How the hell you find 6 year old code? You must be pretty organized or that was a part of something important that is still running today.
I can remember alot of things i wrote (I was never a professional mind you) but I would hate to have to dig up the code on anything. And I sure couldn’t flat out give you the syntax for old programming languages I used, or for that matter the most recent one I used (C++ Its been 3 or 4 years).
Well, I’m not that organized, but this was the only way I could make OS/2 sane for me, so I guess I’ll go with answer (b). You always had to modify the config.sys at the slightest provocation and reboot to get anything done on OS/2. IIRC, you could change PATH in a command prompt, but not the LIBPATH where the DLLs were found. Which really sucked if you needed to change your environment.
Specific example: I had to support about 6 different versions of our product on 3 different compilers with a whole bunch of other options. And that was just on OS/2. When Joe called using compiler X I had to configure for compiler X and reboot, FAST. This program managed the config.sys for me.
That’s the only reason I kept it for so many years - I knew if I ever had to use OS/2 again it would be supremely handy, as REXX comes with OS/2. If I had written it in any other language it would have been less useful to me. Haven’t used it since my last OS/2 machine died the true death about 2 years ago, though. I can’t decide if that’s a good thing or a bad thing. I sorta miss OS/2.
But I digress. I didn’t throw it out when the OS/2 box died, when logically it was no longer needed. I keep it now because it was a cool hack - I learned a language just to write one program, which never needed a rewrite, and never once did I have to write any other REXX programs. That’s just never happened to me before or since.
I’ve used REXX extrensively, but all on the mainframe. It is an ideal language for writing edit macros in TSO’s ISPF/PDF. (I enjoy messing with PCs and Unix boxes, but since none of them have an editor that’s worth pissing on, I still miss my SPF. When I get a couple of bucks together, I’m going to buy a private copy of SPF2 just to take into client sites so I can get some work done.)
Oooh, I miss REXX from my old Amiga days! Back then, AREXX (you know, Amiga-REXX) was the automation language of the operating system! It’s to the Amiga as AppleScript is to the Macintosh! (and saying anything about the so-called “Windows scripting” doesn’t even come close).

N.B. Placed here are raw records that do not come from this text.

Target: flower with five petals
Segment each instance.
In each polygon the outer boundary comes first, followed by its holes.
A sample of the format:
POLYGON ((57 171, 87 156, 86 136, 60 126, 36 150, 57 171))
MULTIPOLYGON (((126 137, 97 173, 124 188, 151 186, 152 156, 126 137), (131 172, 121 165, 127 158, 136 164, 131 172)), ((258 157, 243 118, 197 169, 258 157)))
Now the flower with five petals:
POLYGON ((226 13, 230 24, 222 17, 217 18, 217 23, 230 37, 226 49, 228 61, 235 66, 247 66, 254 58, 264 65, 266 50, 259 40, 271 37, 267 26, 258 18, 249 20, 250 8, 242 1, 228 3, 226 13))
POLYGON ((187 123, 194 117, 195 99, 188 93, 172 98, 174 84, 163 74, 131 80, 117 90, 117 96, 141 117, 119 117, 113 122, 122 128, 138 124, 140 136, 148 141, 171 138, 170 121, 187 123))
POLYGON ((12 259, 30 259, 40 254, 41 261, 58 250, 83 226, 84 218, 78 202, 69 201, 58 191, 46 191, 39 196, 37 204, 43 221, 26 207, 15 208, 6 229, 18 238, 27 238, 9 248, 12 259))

I actually wish I could adapt REXX to the MacOS. It was a programmer-like language. I actually find AppleScript terribly confusing, because it tries to be too easy for people. What the hell does
“set parent_folder_custom_settings to has custom view settings of the container window of the parent_folder” mean to a programmer? Agh!!!
I suppose it’s possible, but I’m skeptical. In it’s native mode, SPF allows you to hide or display records at will, sort selected records (leaving the rest of the file alone), search using template strings (identify a string containing any number of alpha characters, upper- or lower-case characters, numeric digits, non-numeric characters, charcters that are neither alpha nor numeric, non-display characters, etc.), change values based on templates rather than on literals, align text left or right, wrap text, impose tabs, display the text in hex (two formats), change case, and a few dozen other options I’m forgetting at the moment.
Using REXX, I’ve written macros to compare columns of data within records, shift data within records, summarize columns of data (without exporting to a spreadsheet or running an external program), scan a file for duplicate records, scan a file eliminating duplicate records, insert a specified string as new records into the file, based on values of the records already in the file, and a mainframe version of hypertext editing.
EMACS could be that powerful, but I have been disappointed in every non-SPF editor so far. (Most of them consider a “change all” command to be really sexy.) They are not all as abominable as Vi, but most aren’t much better.